It happens almost every Sunday. Actually, it happens almost daily when I read the editorial page of The News-Gazette: I feel disconcerted. I am lonely.
Last Sunday was even worse. “Death of Free Speech” read the prominent headline on the front of the Commentary section over a splashy syndicated column by John W. Whitehead, a constitutional lawyer with “roots in the millenarian Christian right.”
Whitehead was incensed by the uproar caused over the New York Post‘s cartoon about a chimpanzee
— tagged as the author of the stimulus plan — who was shot dead. The focus of the Whitehead’s outrage was the cries of racism that seemed to emerge as a result of the cartoon.
But racism wasn’t really at issue here. It wouldn’t matter much to show Obama as a chimpanzee, since it was certainly done to George W. Bush often enough. That’s because, in fact, Bush often did resemble a primate. There are multiple websites devoted to this phenomenon, like “Bush or Chimp?” photos and the political blog “The Smirking Chimp” (devoted to “the worst president in U.S. history”).
The real problem with the cartoon was that the chimp, the author of the stimulus plan, was assassinated, shot down in the street. This is not amusing.
The last I checked, it was against the law to joke about killing the President of the United States, who was in fact the author of the stimulus package. In fact, it’s not such a good idea to make jokes or cartoons about killing anyone, even monkeys.
We have already suffered through Sarah Palin mob events when shouts to kill Obama were heard and replayed repeatedly on YouTube. And, out of necessity, the security measures taken to protect Obama have been unprecedented. So yet another snarky allusion to shooting the president? Unacceptable in so many ways.
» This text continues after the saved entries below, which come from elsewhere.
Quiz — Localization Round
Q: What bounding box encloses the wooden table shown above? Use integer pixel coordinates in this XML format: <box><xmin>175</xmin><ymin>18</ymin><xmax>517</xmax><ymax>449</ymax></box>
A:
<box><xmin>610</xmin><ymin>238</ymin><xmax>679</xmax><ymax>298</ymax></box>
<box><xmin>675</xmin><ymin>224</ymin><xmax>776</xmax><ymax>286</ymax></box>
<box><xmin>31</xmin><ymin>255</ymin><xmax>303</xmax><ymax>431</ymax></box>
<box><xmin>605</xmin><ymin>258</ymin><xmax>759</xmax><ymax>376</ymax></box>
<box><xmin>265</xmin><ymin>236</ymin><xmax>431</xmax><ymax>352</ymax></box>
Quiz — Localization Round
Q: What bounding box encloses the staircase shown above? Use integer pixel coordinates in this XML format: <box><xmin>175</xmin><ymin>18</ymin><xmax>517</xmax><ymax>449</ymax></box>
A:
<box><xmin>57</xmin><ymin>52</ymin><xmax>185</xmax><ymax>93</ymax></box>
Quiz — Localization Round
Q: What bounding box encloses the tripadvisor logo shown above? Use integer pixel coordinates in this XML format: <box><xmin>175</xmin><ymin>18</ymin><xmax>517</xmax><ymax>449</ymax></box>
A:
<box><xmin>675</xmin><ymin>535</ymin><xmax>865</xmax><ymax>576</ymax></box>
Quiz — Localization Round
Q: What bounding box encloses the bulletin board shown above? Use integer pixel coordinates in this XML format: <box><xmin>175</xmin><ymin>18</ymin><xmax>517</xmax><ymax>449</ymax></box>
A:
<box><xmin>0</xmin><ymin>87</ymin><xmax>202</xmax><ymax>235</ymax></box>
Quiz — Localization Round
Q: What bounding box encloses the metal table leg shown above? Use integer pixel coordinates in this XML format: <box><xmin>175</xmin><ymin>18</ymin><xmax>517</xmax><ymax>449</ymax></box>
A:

Yet, the assassination aspect of the cartoon was not mentioned in conservative Whitehead’s furious demand for “free speech.”
Before the election, I was in Schnuck’s shopping for, I don’t know, peanut butter ice cream, most likely. Some guy was talking loudly on his cell phone, actually sitting on a display in the middle of an aisle, and laughing about the terrorist pals of “Barack Hussein Obama,” disparagingly. Although sorely tempted to take his cell phone and throw it into the tank of live lobsters, I told him to take his political commentary (although the word may have been a little more harsh than commentary) somewhere else.
“Oh, now the liberals are coming out,” he said, laughing into the phone.
Later I ran into him (near the lobster tank as it turned out) and he said, defiant and proud, “We’re just not free any more, are we?”
“On the contrary,” I said. “You are free to say whatever you like. You’re free to walk up and down the aisles with a sign that says ‘Obama yo mama’ if you want. But — and this is the important part
— I can say whatever I like, too. And I’m free to say you are an idiot.”
The people pointing their fingers and shouting “censorship” are simply trying to shut up people who contradict them. They are the censors.
Free speech wasn’t stifled in the cartoon case. Free speech was exactly what was expressed by the people protesting the obnoxious cartoon.
Whitehead reminds me of Nate Hentoff, neither a conservative nor a liberal, but someone who champions certain key issues with vigor. As a “constitutional attorney,” Whitehead above all should have known his premise was wrong, but it was a convenient opportunity to parade his cause out again, and the column got wide play.
I resisted the impulse to add yet another angry letter to The News-Gazette‘s letters section. A week has passed. I’m over it. Really, I am.